First, it is a good idea to have a movement that teaches the functional relationship between the lumbo-pelvic complex and the hip. As we’ve already shown, an unstable pelvis will almost always lock up the hip joint. I have three favorites to address this issue: Deadbugs, Birddogs, and Quadruped Rocking. Each of these exercises puts particular emphasis on maintaining isometric stability (preventing movement) through the lumbar area.

  • We are relying on our hip flexors controlling the hip joint.
  • Focus on feeling the motion exclusively through the hip joint.
  • Adjust the difficulty by shortening the leg by flexing or extending the knee.
  • Make sure you don’t need to hold your breath to accomplish pelvic stability.

  • This movement is essentially an inverted deadbug.

  • We are relying on our hip extensors controlling the hip joint.
  • Without feedback from the floor, the lower back is more susceptible to unwanted movement.
  • Try and minimize the shifting of your weight side to side; stay centered.

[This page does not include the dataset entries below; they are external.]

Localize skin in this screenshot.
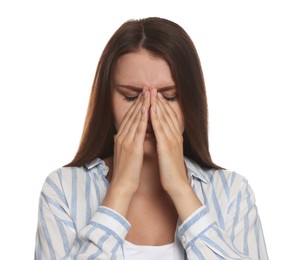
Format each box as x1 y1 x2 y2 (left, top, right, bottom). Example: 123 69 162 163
102 49 202 245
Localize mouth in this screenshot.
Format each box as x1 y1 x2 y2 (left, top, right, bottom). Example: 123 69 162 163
146 124 155 139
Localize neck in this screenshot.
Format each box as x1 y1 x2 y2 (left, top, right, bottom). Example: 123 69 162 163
137 156 163 196
104 156 163 196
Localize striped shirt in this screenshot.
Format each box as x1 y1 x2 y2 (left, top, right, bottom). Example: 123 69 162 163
35 158 268 260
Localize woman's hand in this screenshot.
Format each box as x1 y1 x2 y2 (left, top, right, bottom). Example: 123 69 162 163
103 89 150 216
150 88 202 220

  • Great regression of the squat pattern.
  • The goal is to learn how to brace the core while accessing end-range closed-chain hip flexion.
  • 4 points of contact with the floor allows for good amount of tactile feedback.
  • If you can do these perfectly, but can’t squat standing, then your feet are likely the issue, not your core.

After we ensure we are able to differentiate between lumbar movement and hip movement, the next step is to start working on drills that are helpful for teaching us to feel the connection between our feet and our hips. In order to do that, we need to focus mostly on closed-chain (feet in contact with the floor) exercises.

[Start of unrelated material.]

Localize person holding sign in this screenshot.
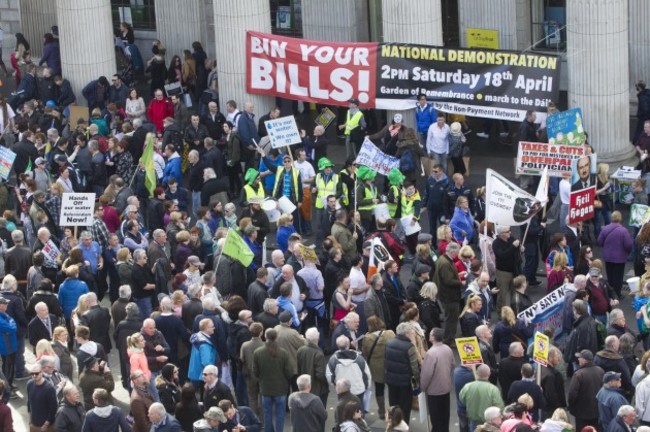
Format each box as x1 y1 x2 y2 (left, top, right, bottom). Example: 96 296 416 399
273 155 303 234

  • Combines rotational stability of the lumbo-pelvic complex with multiplanar motion through the hip.
  • Focus should be on maintaining a neutrally grounded foot position throughout.
  • These are a great regression for the single-leg RDL.

  • Rotational resistance also provides tactile feedback to help orient and integrate rotation through the ankle/foot, knee, hip, and lumbo-pelvic complex.
  • This should feel really stable and fluid before attempting to load a single-leg RDL pattern.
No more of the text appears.